SAN DIEGO - A man who became one of the Department of Homeland Security's highest-priority fugitives after he allegedly assaulted a Border Patrol agent with a softball-sized rock last fall was behind bars Friday following his arrest at the U.S.-Mexico line.
Martel Valencia-Cortez, a 39-year-old Mexican national, turned himself in at the San Ysidro Port of Entry about 9:30 p.m. Thursday, federal officials said.
Valencia-Cortez had been the focus of an intensive law enforcement search since the evening of Nov. 15, when Border Patrol officers reported spotting him leading 14 undocumented immigrants into the United States through remote and rugged terrain near Jacumba.
When he saw the government personnel, Valencia-Cortez broke away from his group and ran toward higher ground on Carries Mountain, according to the Border Patrol.

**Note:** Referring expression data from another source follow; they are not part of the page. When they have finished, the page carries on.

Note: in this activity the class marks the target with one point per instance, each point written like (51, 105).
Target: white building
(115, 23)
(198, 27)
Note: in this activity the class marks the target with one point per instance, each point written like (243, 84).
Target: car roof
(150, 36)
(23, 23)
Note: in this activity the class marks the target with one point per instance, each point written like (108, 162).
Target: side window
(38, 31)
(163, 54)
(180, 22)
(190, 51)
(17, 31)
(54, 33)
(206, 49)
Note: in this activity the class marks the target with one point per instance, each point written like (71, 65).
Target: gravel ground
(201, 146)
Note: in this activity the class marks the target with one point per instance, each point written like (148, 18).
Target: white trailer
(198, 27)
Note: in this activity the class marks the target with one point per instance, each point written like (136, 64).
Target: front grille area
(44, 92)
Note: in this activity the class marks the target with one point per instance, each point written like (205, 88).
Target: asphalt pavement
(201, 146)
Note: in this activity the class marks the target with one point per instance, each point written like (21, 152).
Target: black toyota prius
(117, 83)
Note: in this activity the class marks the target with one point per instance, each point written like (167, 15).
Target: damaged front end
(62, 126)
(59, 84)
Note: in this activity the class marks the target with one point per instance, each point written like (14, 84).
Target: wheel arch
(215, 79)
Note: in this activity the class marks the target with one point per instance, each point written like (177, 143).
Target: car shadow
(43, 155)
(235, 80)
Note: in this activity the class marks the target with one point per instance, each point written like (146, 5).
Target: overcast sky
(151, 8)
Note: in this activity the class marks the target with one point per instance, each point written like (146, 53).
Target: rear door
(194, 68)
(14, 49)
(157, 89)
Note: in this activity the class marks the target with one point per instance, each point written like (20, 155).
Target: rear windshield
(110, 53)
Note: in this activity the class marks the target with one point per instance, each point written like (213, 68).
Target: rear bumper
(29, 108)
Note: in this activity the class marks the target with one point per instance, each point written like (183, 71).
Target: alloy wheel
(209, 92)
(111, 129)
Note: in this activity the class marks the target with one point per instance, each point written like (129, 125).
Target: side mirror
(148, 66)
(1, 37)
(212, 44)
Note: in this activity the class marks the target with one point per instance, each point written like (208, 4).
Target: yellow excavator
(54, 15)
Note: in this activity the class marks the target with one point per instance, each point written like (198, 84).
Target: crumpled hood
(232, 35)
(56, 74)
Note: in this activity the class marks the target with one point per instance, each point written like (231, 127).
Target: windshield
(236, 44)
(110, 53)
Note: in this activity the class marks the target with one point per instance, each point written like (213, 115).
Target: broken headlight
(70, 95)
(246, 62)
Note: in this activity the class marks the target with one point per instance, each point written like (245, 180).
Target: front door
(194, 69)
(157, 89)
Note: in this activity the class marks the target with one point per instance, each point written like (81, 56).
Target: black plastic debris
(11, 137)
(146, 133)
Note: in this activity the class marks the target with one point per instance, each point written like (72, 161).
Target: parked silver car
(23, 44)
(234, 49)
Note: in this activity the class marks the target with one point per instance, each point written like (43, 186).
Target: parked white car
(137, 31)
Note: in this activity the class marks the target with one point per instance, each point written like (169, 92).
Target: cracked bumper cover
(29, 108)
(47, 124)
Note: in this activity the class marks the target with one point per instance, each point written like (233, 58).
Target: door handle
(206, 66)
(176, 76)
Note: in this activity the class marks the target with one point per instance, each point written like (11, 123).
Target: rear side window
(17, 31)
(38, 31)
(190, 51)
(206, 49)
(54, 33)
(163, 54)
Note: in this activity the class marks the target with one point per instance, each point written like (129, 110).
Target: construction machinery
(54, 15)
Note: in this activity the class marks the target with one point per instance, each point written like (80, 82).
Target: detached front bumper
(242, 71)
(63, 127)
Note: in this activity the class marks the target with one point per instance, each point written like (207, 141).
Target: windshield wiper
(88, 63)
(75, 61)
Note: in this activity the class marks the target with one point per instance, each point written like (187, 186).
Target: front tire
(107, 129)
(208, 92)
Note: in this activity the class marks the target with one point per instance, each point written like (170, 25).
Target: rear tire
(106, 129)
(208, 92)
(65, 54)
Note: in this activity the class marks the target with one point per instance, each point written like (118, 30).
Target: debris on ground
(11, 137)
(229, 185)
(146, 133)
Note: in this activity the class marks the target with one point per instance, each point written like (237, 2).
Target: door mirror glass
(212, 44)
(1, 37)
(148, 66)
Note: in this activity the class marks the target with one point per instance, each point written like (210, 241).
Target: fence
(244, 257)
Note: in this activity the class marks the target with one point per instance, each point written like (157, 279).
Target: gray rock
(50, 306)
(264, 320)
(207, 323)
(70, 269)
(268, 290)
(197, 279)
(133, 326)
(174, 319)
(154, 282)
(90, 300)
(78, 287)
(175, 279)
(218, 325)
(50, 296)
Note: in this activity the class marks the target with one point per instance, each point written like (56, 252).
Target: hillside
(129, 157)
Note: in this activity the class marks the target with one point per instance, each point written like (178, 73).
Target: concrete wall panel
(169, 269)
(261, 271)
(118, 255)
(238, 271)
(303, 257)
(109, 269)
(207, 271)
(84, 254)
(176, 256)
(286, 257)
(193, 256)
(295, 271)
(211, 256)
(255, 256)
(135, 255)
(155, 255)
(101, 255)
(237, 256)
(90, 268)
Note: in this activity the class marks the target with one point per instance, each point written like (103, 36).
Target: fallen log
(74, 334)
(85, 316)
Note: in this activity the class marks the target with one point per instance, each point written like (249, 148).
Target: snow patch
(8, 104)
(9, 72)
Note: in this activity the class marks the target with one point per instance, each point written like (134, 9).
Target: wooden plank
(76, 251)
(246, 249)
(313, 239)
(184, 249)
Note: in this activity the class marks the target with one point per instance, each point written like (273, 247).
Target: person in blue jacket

The agents gave chase, and as they began to catch up to Valencia-Cortez, he allegedly hurled a stone at them, striking one in the face. The injured agent responded by firing multiple rounds at the suspect with his service pistol.
Valencia-Cortez, apparently unscathed by the gunfire, continued fleeing and crossed back into Mexico. Border Patrol officers took the rest of the illegal immigrants into custody.
The agent who had been struck by the rock received medical attention for cuts and bruises.
The Border Patrol launched a binational media and public-outreach campaign seeking tips about Valencia-Cortez's whereabouts. Additionally, an intensive multi-agency enforcement operation targeted him along the border and ports of entry in California.
According to Richard Barlow, head of the USBP San Diego Sector office, those "relentless" strategies "pressured Martel Valencia-Cortez into a corner, forcing him to surrender."
"This effort should send a clear message to anyone who would carry out the deplorable act of assaulting a federal agent," Barlow said.
Valencia-Cortez has been involved in numerous human smuggling incidents dating to 1997, at times carrying a gun and eluding arrest by resorting to violence and dangerous acts, including wrong-way driving on freeways, according to federal authorities.
He was released from federal custody last September following a three- year prison sentence for human smuggling.